5. Talent and ownership
- A named team that will own the system after launch — not just build and leave.
- The skills gap is honestly assessed and a plan exists to close it.
- Executives understand the system well enough to sponsor and defend it.
- The people whose work it changes have been involved, not surprised.
The 90-day path
Phase 1 — Days 1–30: Frame and baseline
Establish the value pillar and start the data pillar. Run a focused discovery: interview the people closest to the problem, rank candidate use cases, and pick one to pursue. Capture the baseline metric now — you cannot prove improvement you never measured. Write the one-paragraph thesis: this use case, worth this much, carrying this risk.
Phase 2 — Days 31–60: Verify and de-risk
Pressure-test the assumptions.

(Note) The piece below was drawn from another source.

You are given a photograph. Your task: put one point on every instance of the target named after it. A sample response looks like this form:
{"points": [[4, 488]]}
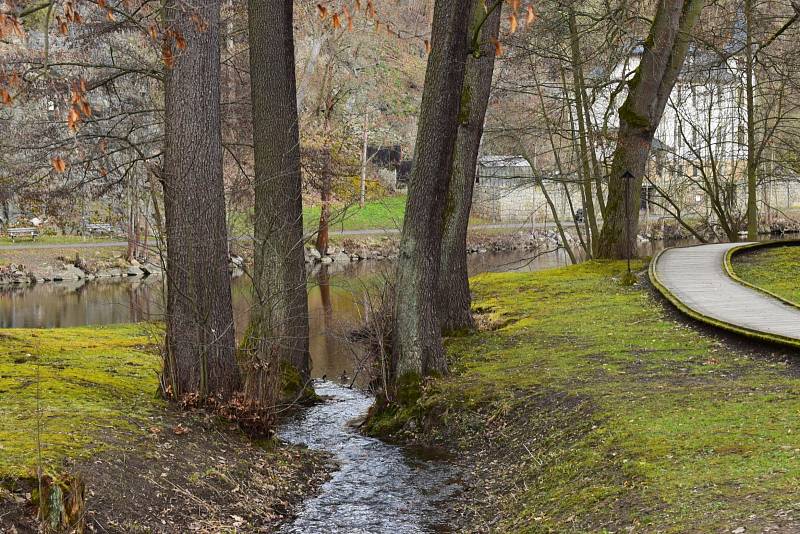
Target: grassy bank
{"points": [[82, 381], [583, 406], [82, 401], [59, 240], [385, 213], [774, 269]]}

Confirm the data is real, reachable, and good enough. Build the threat model and classify the data. Draft the governance policy and name the decision owner. By the end of this phase you should know not whether AI could help in theory, but whether this build will work in practice.
Phase 3 — Days 61–90: Decide and specify
Convert verified readiness into an architecture an engineering team can build — system design, data flows, and controls, before a line of code. Make the build/no-build decision explicitly, in front of the people accountable for it. If a pillar is still weak, you now know exactly which one, and whether it is fixable or fatal.
A 90-day readiness sprint that ends in a confident "not yet" has done its job. It is far cheaper than a build that discovers the same truth six months and a budget later.
How to use this checklist
Score each pillar honestly: green where the condition is met, amber where it is in progress, red where it is missing. A use case with any red pillar is not ready — it is a list of risks waiting to surface during the build.
The point of readiness is not caution for its own sake. It is to make the first build boringly likely to succeed, because every condition it depends on was verified before anyone wrote code. That is what turns AI ambition into an outcome instead of an experiment.